Ben jij verslaafd aan die knapperige ribbelchips met paprikasmaak? Gaat die zak Engelse drop altijd in één keer op? Eet je je standaard misselijk aan die reep chocolade? Don’t even start! Waarom zou je het jezelf zo moeilijk maken? Niet in huis halen dus. Kies liever voor snacks of snoepgoed waarbij je je wél kunt beheersen en probeer deze ook uit het zicht op te bergen. Met een doorzichtige koektrommel midden op jouw bureau ben je jezelf wel heel erg aan het kwellen. Kies dus bewust voor de bovenste keukenkastjes waar je niet zomaar bij kan. Zo wordt de drempel al groter om ‘gewoon’ even wat te snacken.
Tip 4: Houd je aan één portie
Lees altijd het etiket, houd je aan één portie en leg de rest weg. Blijf hiermee oefenen voor alle voedingsmiddelen. Dat betekent dus voor snoepgoed, chips, nootjes en andere snacks maar ook voor rijst, pasta en aardappels bijvoorbeeld.

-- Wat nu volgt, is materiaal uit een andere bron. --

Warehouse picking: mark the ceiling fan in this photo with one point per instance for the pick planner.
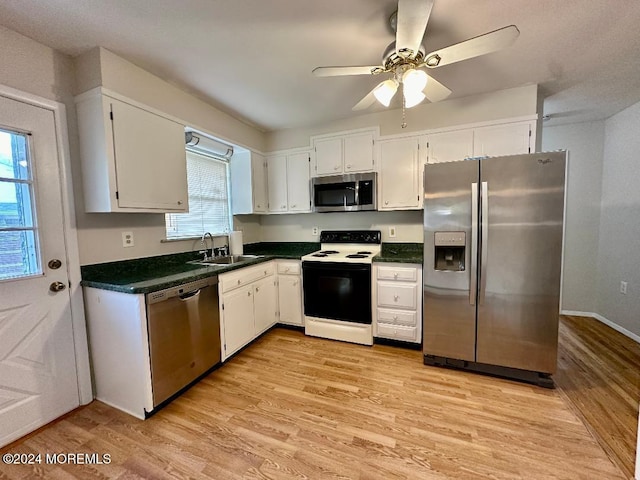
(405, 58)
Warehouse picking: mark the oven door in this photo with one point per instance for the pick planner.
(337, 291)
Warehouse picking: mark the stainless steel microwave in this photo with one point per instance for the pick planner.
(344, 193)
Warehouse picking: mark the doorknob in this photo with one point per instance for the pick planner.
(57, 286)
(54, 264)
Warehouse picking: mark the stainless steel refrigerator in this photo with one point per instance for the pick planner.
(493, 231)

Houd je aan de toegestane portie voor het aantal personen waarvoor jij kookt. Heb je jouw portie op en toch nog trek? Zoek afleiding, ga wat anders doen en je zult merken dat je trek langzaam minder wordt. Geef je lichaam de tijd om de voeding op te nemen.
Tip 5: Pannen mogen niet mee
Voortaan blijven die pannen in de keuken staan. Je schept de porties op en zet de rest weg of ruimt het direct op. Wanneer je de pan op tafel zet, word je al snel verleid om toch nog wat aardappels te pakken, een vork met spaghetti te draaien of net dat laatste gehaktballetje op te smikkelen. Dit terwijl je eigenlijk weet dat je het niet zou moeten doen. Je kunt dat balletje dan beter bewaren voor de dag daarna tijdens de lunch op een broodje. Dan geniet je er veel meer van.